With the Indian real estate sector in the throes of a severe liquidity crunch, Real Estate Investment Trusts or REITs offer a funding lifeline to foreign and domestic investors to pump badly-needed money into the market. The overwhelming response to the launch of India’s first REIT by Embassy Office Parks - and its superlative performance - have propelled India into the league of mature markets of developed nations with a proper REIT structure in place.
Global investors have had their sights set on India’s burgeoning commercial real estate market for some time. With the success of the Blackstone-Embassy REIT, a positive signal has gone out to all global investors to stake their claim. At the same time, REITs have opened fresh possibilities and new investment avenues for domestic retail investors.
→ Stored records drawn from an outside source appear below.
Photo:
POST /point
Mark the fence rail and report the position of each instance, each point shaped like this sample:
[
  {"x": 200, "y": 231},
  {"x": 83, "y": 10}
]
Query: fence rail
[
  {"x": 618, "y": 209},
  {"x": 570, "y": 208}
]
The success of REITs in India could have an overarching effect on the entire real estate sector and could also trickle down to asset classes such as retail and logistics.
Defining REITs and their Benefits
REITs are investment instruments that pool capital from investors to purchase and manage income-yielding real estate assets or mortgage loans, and can be traded on major stock exchanges like BSE. These instruments would also enable banks to free up their balance sheets by reducing loan exposures and creating head room to finance fresh projects.
REITs are considered viable investment vehicles because of multiple advantages:
With a low entry point for investors, it’s easier for many to add commercial real estate to their portfolio at a much lower investment.
REITs offer handsome returns with projected ROI pegged between 12-14 percent in the long term, with minimum risks.